With Mozilla's release of Firefox 60 on Wednesday, web browsers will start letting you log into websites without a password -- an important change in authentication technology that could help curtail costly phishing attacks.
Firefox 60 supports technology called Web Authentication, or WebAuthn for short, that can be used to grant you access to websites with a physical authentication device like a YubiKey dongle, biometric identity proof using an Android phone's fingerprint reader or the iPhone's Face ID, and some other alternatives to passwords.
Passwords are a particular problem on the web. Fake websites can coax you to type in credentials that then can be used to steal money from your bank account or snoop your email -- a problem called phishing. Even if you pick hard-to-guess passwords, never reuse them on multiple sites and always remember them, passwords still aren't that strong a foundation for security these days. We're still a long way away from a post-password future, but WebAuthn is an important step, if nothing else, in making sites more secure.
"It might be that, in a few years time, a significant number of people have a passwordless experience with at least one site that they use regularly. That'll be exciting," Google security expert Adam Langley said in a March blog post.

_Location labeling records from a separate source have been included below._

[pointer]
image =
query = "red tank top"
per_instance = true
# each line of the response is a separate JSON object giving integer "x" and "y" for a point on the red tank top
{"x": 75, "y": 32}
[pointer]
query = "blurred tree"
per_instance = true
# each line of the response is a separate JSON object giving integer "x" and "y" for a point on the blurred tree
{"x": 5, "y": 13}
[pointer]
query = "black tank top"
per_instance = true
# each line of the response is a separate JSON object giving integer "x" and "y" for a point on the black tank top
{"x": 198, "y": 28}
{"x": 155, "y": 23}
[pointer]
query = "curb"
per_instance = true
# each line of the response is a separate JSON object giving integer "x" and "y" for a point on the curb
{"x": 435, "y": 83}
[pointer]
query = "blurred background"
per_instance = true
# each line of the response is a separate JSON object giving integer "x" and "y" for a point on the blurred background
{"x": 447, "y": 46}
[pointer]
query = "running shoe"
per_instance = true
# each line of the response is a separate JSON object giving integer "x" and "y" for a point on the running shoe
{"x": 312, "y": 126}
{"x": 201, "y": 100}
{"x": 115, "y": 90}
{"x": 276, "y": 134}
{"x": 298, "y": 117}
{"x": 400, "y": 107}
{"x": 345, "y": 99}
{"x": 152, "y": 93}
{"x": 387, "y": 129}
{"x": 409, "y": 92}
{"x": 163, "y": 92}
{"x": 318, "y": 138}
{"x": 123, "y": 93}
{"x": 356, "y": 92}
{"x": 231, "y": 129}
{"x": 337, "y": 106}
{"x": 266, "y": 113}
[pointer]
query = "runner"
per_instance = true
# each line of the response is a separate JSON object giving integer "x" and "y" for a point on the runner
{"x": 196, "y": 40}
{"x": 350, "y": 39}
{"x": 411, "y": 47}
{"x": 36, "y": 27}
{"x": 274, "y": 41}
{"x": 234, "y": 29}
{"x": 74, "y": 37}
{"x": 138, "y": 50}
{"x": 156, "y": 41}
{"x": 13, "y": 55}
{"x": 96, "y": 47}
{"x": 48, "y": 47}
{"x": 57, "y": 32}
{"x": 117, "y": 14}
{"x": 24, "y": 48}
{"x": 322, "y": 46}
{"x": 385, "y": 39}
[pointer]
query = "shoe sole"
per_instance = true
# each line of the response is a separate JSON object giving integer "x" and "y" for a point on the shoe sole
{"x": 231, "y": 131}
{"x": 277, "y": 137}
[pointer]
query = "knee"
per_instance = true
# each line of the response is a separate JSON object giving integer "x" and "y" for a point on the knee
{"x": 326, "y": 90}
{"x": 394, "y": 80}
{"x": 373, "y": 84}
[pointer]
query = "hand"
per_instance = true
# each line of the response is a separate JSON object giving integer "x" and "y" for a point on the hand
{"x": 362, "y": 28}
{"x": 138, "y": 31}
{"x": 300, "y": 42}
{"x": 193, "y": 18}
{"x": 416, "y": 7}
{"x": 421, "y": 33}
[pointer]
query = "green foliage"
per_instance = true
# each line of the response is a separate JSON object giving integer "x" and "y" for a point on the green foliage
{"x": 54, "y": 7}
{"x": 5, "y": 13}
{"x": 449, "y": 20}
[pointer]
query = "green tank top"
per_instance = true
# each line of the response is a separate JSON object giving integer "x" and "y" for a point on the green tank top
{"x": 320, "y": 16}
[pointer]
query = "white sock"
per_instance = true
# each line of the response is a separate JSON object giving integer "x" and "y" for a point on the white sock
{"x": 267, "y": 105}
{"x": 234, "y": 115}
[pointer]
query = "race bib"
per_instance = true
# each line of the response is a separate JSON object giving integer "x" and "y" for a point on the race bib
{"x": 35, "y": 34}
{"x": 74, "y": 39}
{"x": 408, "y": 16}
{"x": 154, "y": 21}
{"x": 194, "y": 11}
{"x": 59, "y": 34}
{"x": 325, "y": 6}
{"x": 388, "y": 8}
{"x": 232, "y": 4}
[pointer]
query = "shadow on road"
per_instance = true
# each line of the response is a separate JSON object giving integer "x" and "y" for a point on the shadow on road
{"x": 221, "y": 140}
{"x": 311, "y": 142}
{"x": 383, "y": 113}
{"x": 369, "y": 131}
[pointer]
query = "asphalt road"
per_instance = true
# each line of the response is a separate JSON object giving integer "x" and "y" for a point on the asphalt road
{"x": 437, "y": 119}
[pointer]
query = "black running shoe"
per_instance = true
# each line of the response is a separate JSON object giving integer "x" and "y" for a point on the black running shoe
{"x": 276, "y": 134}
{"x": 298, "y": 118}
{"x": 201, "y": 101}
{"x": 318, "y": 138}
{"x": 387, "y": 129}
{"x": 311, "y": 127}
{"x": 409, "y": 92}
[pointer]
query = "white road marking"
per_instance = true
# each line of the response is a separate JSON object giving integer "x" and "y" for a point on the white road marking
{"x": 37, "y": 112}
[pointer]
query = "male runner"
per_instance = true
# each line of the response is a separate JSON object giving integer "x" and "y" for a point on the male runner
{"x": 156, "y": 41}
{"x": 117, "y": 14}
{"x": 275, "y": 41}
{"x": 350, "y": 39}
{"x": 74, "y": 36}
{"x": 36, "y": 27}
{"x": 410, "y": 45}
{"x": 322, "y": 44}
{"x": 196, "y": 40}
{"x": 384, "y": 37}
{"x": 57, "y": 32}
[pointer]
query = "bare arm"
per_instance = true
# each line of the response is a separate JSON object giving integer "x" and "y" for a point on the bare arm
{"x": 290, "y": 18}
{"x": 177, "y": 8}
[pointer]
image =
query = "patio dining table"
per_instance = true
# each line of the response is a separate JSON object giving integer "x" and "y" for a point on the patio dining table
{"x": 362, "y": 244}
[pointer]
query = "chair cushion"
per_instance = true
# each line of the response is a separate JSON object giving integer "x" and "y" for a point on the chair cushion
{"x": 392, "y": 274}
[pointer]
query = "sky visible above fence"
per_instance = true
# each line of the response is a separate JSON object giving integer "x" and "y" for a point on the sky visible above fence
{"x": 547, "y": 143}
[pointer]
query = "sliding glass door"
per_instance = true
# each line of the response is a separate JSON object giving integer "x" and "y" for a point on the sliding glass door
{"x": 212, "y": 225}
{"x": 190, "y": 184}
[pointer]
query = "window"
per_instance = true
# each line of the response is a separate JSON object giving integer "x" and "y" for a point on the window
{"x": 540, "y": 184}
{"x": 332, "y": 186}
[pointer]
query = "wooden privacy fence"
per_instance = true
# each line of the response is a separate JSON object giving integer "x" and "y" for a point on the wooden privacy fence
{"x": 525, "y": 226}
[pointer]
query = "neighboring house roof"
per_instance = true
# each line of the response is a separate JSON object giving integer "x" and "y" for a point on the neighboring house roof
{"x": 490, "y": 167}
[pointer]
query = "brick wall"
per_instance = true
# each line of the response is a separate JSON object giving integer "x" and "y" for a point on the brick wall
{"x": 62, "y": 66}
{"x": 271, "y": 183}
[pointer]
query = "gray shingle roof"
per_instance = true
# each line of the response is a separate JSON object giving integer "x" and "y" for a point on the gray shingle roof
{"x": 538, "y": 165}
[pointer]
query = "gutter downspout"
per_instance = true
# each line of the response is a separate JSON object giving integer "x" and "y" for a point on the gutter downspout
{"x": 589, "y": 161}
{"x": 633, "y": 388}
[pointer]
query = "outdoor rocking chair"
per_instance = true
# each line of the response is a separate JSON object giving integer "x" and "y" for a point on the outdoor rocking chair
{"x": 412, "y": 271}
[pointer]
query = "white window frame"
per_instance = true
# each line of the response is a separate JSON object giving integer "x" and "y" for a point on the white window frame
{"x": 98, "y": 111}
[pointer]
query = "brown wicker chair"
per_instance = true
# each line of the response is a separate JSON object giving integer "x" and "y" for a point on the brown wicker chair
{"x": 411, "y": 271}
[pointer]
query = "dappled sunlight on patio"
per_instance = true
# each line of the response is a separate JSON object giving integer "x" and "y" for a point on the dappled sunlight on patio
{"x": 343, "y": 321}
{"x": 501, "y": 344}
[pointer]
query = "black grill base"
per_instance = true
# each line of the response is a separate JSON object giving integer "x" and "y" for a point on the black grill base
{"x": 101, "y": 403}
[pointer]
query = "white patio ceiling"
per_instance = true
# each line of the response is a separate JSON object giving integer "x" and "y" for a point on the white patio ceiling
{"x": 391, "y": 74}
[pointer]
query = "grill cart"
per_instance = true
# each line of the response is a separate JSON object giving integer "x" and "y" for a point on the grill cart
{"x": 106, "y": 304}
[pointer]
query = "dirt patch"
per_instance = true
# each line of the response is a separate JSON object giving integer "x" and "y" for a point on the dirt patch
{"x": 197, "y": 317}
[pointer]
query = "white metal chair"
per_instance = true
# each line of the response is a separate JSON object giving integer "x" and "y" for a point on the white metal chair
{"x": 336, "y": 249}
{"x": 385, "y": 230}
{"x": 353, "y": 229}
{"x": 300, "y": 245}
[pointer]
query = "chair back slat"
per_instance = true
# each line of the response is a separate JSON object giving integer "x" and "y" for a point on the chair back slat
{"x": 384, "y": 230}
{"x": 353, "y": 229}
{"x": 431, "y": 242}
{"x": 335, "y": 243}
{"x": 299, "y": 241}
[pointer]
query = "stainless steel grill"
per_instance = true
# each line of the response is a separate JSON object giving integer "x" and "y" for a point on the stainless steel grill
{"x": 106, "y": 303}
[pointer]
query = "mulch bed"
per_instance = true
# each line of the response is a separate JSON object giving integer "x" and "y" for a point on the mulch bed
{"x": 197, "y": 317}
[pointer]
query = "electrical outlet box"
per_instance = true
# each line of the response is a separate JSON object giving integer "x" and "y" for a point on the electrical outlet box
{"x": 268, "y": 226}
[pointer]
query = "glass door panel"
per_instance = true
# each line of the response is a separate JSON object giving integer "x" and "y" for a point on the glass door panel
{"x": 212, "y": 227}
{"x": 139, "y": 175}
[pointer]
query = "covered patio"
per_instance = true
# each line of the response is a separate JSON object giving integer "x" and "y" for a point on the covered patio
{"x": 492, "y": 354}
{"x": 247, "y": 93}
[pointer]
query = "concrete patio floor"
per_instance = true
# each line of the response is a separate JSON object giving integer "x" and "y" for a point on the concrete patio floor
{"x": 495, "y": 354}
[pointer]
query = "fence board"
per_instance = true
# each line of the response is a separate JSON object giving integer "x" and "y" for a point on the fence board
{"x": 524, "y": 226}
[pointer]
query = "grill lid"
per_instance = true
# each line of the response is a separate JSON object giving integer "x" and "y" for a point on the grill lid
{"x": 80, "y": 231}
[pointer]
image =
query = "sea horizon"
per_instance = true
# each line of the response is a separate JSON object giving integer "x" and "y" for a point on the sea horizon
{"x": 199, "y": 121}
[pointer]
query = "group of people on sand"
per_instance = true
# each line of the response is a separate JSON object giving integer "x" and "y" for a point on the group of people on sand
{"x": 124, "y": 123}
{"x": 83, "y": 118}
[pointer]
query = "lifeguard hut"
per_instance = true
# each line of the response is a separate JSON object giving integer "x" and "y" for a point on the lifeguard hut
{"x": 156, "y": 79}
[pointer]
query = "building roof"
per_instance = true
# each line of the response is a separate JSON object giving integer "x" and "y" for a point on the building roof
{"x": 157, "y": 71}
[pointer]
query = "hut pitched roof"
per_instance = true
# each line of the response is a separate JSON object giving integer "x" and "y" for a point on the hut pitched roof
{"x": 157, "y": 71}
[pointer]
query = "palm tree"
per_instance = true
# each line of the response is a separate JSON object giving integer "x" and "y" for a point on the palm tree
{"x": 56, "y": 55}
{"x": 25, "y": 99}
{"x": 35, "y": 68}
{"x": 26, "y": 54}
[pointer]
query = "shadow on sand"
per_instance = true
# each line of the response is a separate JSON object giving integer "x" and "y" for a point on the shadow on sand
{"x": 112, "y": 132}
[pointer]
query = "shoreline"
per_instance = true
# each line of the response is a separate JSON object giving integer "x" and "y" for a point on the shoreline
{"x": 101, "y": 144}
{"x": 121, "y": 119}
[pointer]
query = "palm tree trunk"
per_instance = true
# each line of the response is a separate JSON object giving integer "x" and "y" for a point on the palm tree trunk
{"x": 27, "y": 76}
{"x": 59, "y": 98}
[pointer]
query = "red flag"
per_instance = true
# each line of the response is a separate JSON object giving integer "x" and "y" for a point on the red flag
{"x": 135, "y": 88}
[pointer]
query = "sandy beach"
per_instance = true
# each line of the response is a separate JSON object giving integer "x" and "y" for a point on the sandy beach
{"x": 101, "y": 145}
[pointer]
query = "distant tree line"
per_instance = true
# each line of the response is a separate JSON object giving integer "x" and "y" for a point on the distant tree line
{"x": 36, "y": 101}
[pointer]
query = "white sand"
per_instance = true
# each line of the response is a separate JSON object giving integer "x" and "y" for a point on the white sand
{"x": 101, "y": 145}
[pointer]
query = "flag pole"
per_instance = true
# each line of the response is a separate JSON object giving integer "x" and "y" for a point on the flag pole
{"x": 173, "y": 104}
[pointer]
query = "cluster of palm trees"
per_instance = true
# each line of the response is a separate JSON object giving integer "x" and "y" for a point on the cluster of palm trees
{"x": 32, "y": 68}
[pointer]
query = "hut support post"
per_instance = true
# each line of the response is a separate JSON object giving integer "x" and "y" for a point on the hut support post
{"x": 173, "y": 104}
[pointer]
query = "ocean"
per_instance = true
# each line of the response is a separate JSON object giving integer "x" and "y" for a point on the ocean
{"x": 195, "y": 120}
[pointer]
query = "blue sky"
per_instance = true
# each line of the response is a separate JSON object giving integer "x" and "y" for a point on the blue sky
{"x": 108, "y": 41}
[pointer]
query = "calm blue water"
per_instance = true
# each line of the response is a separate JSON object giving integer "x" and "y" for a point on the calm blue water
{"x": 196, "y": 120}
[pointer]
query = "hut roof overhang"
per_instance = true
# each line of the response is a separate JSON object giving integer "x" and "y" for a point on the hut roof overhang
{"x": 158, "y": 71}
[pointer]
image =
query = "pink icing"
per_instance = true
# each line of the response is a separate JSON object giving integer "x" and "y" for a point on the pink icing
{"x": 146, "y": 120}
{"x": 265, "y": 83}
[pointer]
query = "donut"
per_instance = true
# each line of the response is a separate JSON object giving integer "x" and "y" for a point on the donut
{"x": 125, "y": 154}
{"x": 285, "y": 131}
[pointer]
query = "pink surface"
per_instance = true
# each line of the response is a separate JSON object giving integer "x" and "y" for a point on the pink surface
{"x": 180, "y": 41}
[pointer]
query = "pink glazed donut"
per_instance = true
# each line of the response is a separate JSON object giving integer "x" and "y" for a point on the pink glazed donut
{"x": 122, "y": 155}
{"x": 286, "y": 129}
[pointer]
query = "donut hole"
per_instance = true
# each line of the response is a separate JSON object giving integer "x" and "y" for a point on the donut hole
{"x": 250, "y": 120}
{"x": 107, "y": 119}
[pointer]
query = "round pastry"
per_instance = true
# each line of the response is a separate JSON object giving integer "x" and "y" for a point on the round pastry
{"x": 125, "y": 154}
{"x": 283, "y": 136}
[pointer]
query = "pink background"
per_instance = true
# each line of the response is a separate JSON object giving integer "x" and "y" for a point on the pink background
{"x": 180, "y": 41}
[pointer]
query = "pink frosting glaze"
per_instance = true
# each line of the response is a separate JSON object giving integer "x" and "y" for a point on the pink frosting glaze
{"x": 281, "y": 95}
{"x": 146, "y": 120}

One WebAuthn fan is data-sync service Dropbox.
"As a user, you'll enjoy much stronger sign in security on more browsers," Dropbox programmer Brad Girardeau said in a blog post Tuesday. "You can feel confident when signing in that it's really us, and we can be confident it's really you."
Mozilla boasts that Firefox is the first browser out of the gate to support WebAuthn, but it's coming to Google's Chrome -- the next version, due this month -- and Microsoft's Edge, too. That should improve web authentication compared to earlier attempts to support the technology.
WebAuthn is "significantly more capable" than earlier attempts to support physical authentication keys, Langley said. Happily, WebAuthn supports earlier authentication hardware, so people who have invested in the technology won't have to start from scratch.
Firefox 60 also introduces new sponsored links -- ads -- on the new-tab page. Only a test group of Firefox users in the US will see them to start as Mozilla refines the technology, but expect it to spread as the nonprofit seeks to diversify revenue sources besides Google and other search engines that pay Mozilla when Firefox sends our queries their way.
Mozilla tried ads on the new-tab page in 2014 but dumped the project because of problems coming up with ads that were a good match. This time, though, Firefox will offer sponsored links based on its own assessment of our interests as informed by its Pocket service, through which you can flag sites you find interesting.
Even if you're not seeing ads on the new-tab page, Firefox will show more personalized suggestions for websites there, Mozilla said.